Ниже будет разобрана одна из таких теорий и показана вопиющая неубедительность объяснения причин долгосрочных колебаний «первичного» параметра, в качестве которого в рассматриваемом примере выступает количество сделанных открытий, изобретений и технических усовершенствований (инновационные теории).
Авторами некоторых из этих теорий предложена гипотеза, согласно которой увеличение количества инноваций и интенсивности их внедрения вызывается ухудшением ситуации в экономике, что будто бы стимулирует изобретателей более активно заниматься своим делом, а предпринимателей - вкладывать деньги во внедрение инноваций. Это положение весьма спорное.
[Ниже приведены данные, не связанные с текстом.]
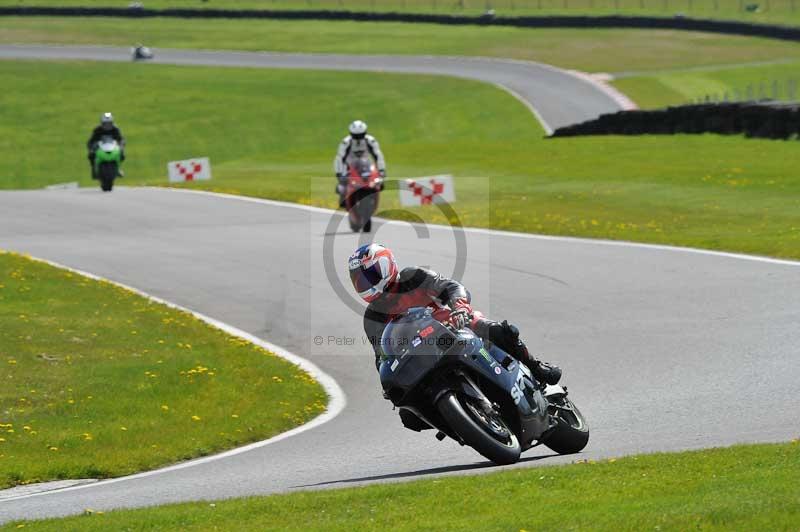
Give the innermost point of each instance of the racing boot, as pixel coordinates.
(506, 336)
(341, 190)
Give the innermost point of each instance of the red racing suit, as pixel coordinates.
(420, 287)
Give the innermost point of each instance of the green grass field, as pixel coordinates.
(706, 191)
(100, 382)
(778, 80)
(773, 11)
(588, 50)
(737, 488)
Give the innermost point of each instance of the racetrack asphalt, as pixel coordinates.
(663, 349)
(558, 97)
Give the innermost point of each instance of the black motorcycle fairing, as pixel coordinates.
(424, 361)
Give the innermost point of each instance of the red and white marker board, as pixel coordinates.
(189, 170)
(427, 190)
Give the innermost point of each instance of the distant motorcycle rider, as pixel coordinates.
(390, 292)
(353, 147)
(106, 128)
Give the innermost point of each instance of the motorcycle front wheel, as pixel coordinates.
(487, 434)
(108, 172)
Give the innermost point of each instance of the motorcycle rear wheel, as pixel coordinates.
(479, 431)
(571, 434)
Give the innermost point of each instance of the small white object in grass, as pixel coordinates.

Известно, что вложение денег во внедрение инноваций, особенно принципиальных, весьма рискованно, и предприниматель для вложения в такого рода проекты должен иметь избыточные средства, потеря которых не привела бы к его разорению. Очевидно, что в периоды ухудшения экономической конъюнктуры количество избыточных средств у предпринимателей, во всяком случае, не больше, чем в благоприятные периоды, и при плохой конъюнктуре готовность предпринимателя к рискованным капиталовложениям также вряд ли выше, чем при хорошей. В неблагоприятные периоды возможно только повышение темпа внедрения незначительных технических усовершенствований, не требующего очень больших затрат, но дающего быстрый эффект в виде снижения издержек, а ни в коем случае не увеличение инвестиций в радикальное перевооружение техники.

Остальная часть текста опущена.